That's why I was wondering if anyone found diamonds here in Washington.
Just wondering, curiousity. I found placer diamonds in New Zealand a few years back. Fun.


----------



## Seamus (Sep 5, 2008)

If there is no interest in diamonds, then how about garnets and other gem stones in your placer mining. I have found garnets in several places here in Washington state. The placer gravels get red with busted up garnet crystal sands and a few pickers once in a while. I surch for the source up stream and get some nice stones. Oouuuhh, I'm ready to go back out digging. How about you?


----------



## NuggetHuntingFool (Sep 15, 2008)

There is a guy on YouTube that hunted diamonds in Washington I believe.

Search "Finding Gold" and watch the episodes. Pretty good info.
I think he also finds opals in Washington State as well.


Regards!


----------



## Shecker (Sep 15, 2008)

There is an easy way to tell is diamonds are present in a placer deposit.

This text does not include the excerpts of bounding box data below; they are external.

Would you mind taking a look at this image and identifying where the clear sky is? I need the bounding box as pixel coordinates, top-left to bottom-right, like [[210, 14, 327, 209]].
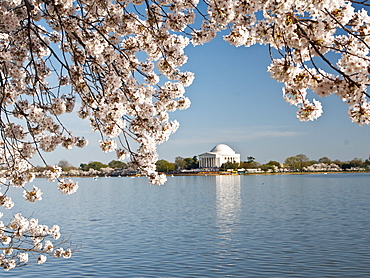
[[39, 33, 370, 166]]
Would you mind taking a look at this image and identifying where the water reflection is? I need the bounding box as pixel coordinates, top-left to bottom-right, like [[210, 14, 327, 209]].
[[215, 175, 241, 240]]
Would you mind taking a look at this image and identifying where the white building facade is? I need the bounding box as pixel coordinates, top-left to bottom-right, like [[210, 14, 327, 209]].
[[198, 144, 240, 168]]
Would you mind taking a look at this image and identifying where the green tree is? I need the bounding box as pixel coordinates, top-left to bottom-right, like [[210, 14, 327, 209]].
[[318, 156, 332, 164], [220, 162, 240, 171], [108, 160, 127, 169], [284, 154, 310, 171], [175, 156, 186, 170], [58, 159, 75, 171], [80, 161, 108, 171]]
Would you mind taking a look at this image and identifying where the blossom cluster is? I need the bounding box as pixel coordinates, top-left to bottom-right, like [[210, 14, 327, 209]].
[[0, 213, 72, 271]]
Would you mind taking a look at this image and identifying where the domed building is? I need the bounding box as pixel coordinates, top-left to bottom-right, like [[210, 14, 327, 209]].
[[198, 144, 240, 168]]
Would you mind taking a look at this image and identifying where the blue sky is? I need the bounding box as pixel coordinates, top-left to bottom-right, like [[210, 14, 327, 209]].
[[38, 33, 370, 166]]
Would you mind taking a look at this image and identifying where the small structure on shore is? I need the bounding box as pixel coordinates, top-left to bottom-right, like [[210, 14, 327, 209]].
[[198, 144, 240, 168]]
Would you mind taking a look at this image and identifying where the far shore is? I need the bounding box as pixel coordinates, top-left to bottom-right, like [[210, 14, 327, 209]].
[[47, 171, 370, 179]]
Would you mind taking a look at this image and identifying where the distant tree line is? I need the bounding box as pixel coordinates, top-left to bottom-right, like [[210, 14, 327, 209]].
[[34, 154, 370, 173]]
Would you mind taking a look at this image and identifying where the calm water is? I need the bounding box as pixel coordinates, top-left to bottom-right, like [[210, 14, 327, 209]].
[[0, 174, 370, 277]]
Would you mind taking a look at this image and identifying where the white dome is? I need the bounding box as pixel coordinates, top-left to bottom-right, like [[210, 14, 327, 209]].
[[210, 144, 235, 155]]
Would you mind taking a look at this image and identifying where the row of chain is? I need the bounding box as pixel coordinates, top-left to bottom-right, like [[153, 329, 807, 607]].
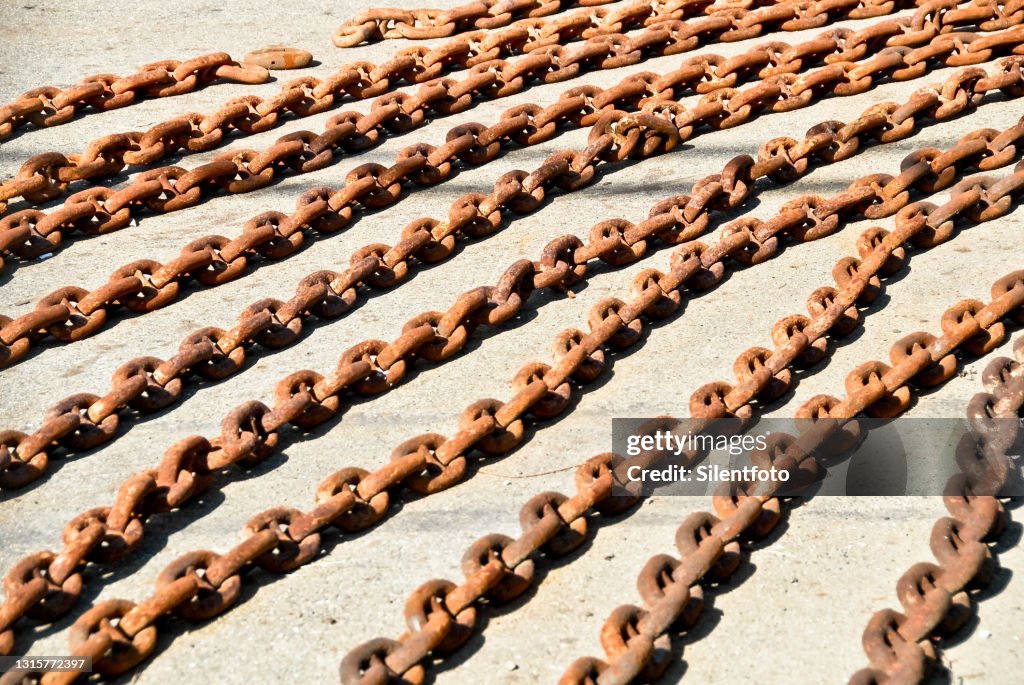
[[850, 338, 1024, 685], [24, 158, 1024, 683], [342, 175, 1024, 685], [560, 236, 1024, 685], [0, 57, 1022, 488], [334, 0, 614, 47], [0, 81, 1005, 671], [0, 30, 1022, 374], [0, 0, 897, 210], [0, 0, 937, 235], [0, 52, 270, 141]]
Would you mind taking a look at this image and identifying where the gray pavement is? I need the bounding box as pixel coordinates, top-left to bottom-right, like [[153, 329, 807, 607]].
[[0, 0, 1024, 685]]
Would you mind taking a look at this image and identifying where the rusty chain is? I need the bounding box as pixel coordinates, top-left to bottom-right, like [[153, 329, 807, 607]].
[[8, 90, 1024, 682], [559, 327, 1024, 685], [0, 60, 1024, 489], [0, 0, 933, 216], [850, 337, 1024, 685], [342, 174, 1024, 685], [0, 74, 991, 648], [334, 0, 618, 47], [0, 52, 270, 143], [0, 0, 950, 259], [0, 29, 1024, 374]]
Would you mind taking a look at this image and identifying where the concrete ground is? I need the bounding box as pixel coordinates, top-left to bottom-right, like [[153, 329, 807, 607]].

Rub Vaseline on the bottom of a gold pan. Diamonds stick to Vaseline. A few other things will stick as well, but this is still a good and simple prospecting technique.

Randy in Gunnison


----------



## Anonymous (Sep 16, 2008)

Seamus when your prospecting bring your microscope along to investigate the heavies in your gold pan.

http://www.landandminerals.com/diamond_indicators.html


----------



## Seamus (Sep 16, 2008)

As a rock hounder I read up on indicaters for kimberlites and lamproites where diamonds come from. I know some of the associated minerals and found a serpentine cliff with olivine. A mile over the pass from where this serpentine, is an area that the old timers (1880's) supposedly found industrial grade diamonds.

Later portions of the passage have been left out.